Richter, Burton

Richter, Burton (1931-2018), an American physicist, was the joint winner, with American physicist Samuel Chao Chung Ting, of the Nobel Prize in physics in 1976. Together they discovered an elementary nuclear particle called the psi particle, or J particle. See Psi particle .

Richter’s early experiments involved the structure of isotopes (unstable forms) of mercury. His work focused on the problem of creating the short-lived mercury-197 isotope by bombarding gold with a beam of deuterons, the nuclei of deuterium atoms. He completed a thesis on the production of pi-mesons (a type of atomic particle) from hydrogen.

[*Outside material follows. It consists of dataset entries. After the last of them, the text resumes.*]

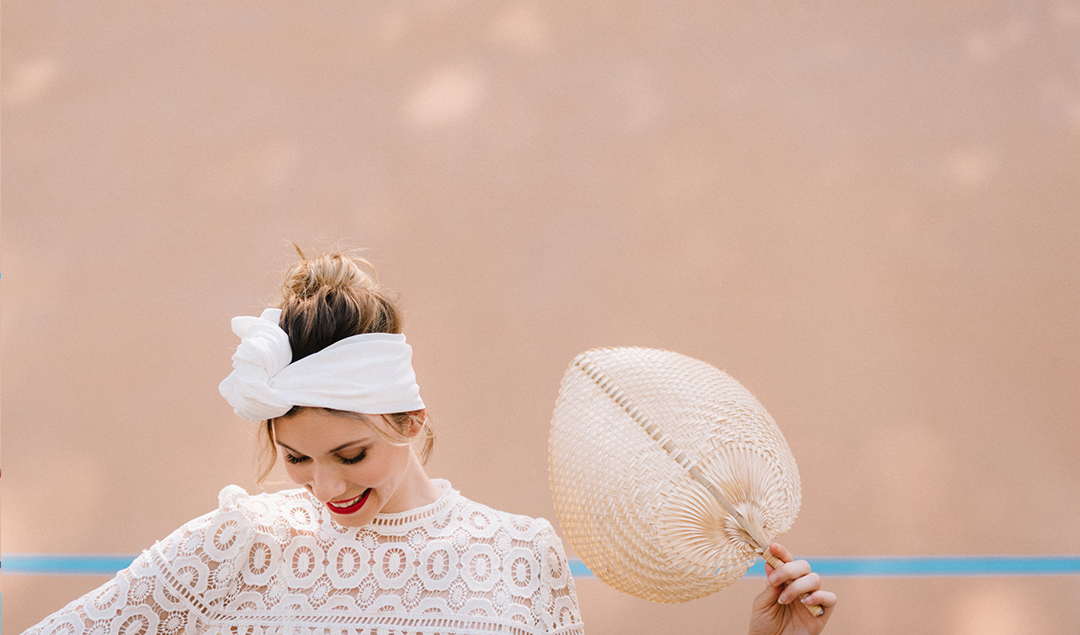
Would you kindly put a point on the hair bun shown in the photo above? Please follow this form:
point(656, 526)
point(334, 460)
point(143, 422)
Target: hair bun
point(335, 272)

In the mid-1960’s, Richter set up a group at the Stanford Linear Accelerator Center (SLAC) to design a high-energy machine that would force a beam of electrons to collide with a beam of positrons, enabling scientists to study the structure of the two particles. Experiments with this machine, called the Stanford Positron-Electron Asymmetric Ring (SPEAR), began in 1973. The psi particle was discovered using SPEAR in 1974.

Burton Richter was born on March 22, 1931, in the New York City borough of Brooklyn. He studied at the Massachusetts Institute of Technology (MIT) in Cambridge, graduating in 1952, and became a research associate and professor at Stanford University in California. He became director of SLAC in 1984. Richter died on July 18, 2018.